Book Review: Telemachus and Homer by Scott Locke

21233098Title: Telemachus and Homer
Author: Scott Locke
Genre: YA Fantasy
Age Group: Young Adult
Rating: 4 stars
Purchase: Amazon
Review copy provided by Enchanted Book Promotions on exchange for an honest review.

For every boy who grew up in his father’s shadow and every girl who has been underestimated, there comes a time to look within themselves to see if they have the strength to meet the challenges of the lives.  For Telemachus this time arrives soon after Odysseus returns from his twenty year absence, when Telemachus comes to appreciate that his own life needs to be about more than waiting for his father to guide him.  On the verge of embarking on an adventure, he learns that his community has been threatened and realizes that he does not know how to help.  Swallowing his pride, he recognizes that Homer, a young blind woman is a necessary ally.  Homer, like Telemachus has something to prove, for although she is respected for her knowledge, she feels unfairly defined by her community.  Together, as the people of Ithaca’s last hope, they begin their quest.

Back when I took Latin and Greek, I first heard the sotry of Odysseus, heard the mention of Homer, and I became enamored with the stories of tragic heroes, incredible journeys, the war on Troy, mythology and gods, and everything else these stories had to offer. Telemachus and Homer is a retelling of the ancient stories. Telemachus is Odysseus’ son, and when the latter comes home after twenty years, Telemachus must decide if he’ll keep on wasting his life, doing nothing more but wait around for his father to guide him, or if he’ll start to control his own life. Homer is a young woman – which is a clever twist – who proves an useful ally for Telemachus. Although blind, she has knowledge of all kinds of things, and the two of them must go on a quest to save Ithaca.

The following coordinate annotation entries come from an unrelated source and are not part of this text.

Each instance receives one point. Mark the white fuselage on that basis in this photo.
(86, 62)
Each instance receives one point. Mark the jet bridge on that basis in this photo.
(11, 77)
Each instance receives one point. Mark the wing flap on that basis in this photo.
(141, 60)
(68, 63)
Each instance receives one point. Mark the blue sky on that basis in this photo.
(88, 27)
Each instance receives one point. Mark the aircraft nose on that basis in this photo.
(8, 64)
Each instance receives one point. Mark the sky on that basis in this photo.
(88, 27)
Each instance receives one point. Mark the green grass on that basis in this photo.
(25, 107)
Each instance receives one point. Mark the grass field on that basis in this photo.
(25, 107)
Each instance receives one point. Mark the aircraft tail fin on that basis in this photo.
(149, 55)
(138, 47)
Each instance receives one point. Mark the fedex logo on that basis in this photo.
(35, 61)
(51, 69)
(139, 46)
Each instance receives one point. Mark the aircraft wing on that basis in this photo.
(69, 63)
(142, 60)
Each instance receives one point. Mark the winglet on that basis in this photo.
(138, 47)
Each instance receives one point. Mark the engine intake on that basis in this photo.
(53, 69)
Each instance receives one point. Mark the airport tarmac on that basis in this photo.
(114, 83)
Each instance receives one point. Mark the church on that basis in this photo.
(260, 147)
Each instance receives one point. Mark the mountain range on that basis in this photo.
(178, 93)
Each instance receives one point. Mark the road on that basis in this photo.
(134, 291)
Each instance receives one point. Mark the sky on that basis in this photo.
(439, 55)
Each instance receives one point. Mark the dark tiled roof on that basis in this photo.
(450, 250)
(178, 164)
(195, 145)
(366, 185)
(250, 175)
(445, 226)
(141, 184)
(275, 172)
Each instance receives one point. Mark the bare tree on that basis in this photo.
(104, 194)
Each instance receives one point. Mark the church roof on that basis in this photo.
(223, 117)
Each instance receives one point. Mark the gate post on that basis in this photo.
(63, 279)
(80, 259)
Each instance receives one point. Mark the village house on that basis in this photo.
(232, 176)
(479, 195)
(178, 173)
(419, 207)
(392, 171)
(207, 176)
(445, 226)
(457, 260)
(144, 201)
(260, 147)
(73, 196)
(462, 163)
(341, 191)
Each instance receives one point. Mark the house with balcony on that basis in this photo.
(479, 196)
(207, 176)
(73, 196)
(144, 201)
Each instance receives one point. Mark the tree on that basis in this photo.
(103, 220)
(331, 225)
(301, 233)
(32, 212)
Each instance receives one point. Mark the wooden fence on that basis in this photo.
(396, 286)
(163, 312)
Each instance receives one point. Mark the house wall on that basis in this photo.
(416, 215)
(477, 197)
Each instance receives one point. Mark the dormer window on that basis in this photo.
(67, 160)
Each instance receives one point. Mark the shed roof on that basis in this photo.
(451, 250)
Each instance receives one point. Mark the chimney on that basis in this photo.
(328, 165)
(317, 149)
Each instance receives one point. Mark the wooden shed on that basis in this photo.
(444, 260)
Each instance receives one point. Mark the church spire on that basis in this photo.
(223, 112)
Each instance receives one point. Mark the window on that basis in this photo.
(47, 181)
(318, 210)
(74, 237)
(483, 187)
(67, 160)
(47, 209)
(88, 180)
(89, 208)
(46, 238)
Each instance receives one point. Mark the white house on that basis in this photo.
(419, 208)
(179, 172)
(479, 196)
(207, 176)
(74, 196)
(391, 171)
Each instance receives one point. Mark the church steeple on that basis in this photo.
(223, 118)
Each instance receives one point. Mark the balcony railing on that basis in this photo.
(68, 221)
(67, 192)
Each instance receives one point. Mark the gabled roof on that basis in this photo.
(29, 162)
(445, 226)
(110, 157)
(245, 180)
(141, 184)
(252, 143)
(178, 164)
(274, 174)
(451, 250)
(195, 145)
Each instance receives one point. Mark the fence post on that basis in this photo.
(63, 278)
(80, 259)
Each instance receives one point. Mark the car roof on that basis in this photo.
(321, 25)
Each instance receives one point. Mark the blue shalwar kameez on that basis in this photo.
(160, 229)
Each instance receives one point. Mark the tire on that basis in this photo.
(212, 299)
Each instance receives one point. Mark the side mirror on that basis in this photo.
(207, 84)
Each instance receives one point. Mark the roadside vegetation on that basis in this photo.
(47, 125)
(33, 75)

The premise is clever, and surprisingly, it works. The story and plot are engaging, and although some things are familiar (names, characters and settings) the story itself is original. Both main characters had their own strength and weakness. Homer feels undervalued, as does Telemachus. Both of them are searching for something more, a way to prove themselves to others, and to themselves.

While the plot and characters were great, some small details brought the book down from a five to a four star rating. The frequent use of adverbs, frequent use of the passive tense, and telling the reader how the characters feel instead of showing their emotions. These were minor details though, and I did enjoy the book, and would recommend it to other YA fantasy fans.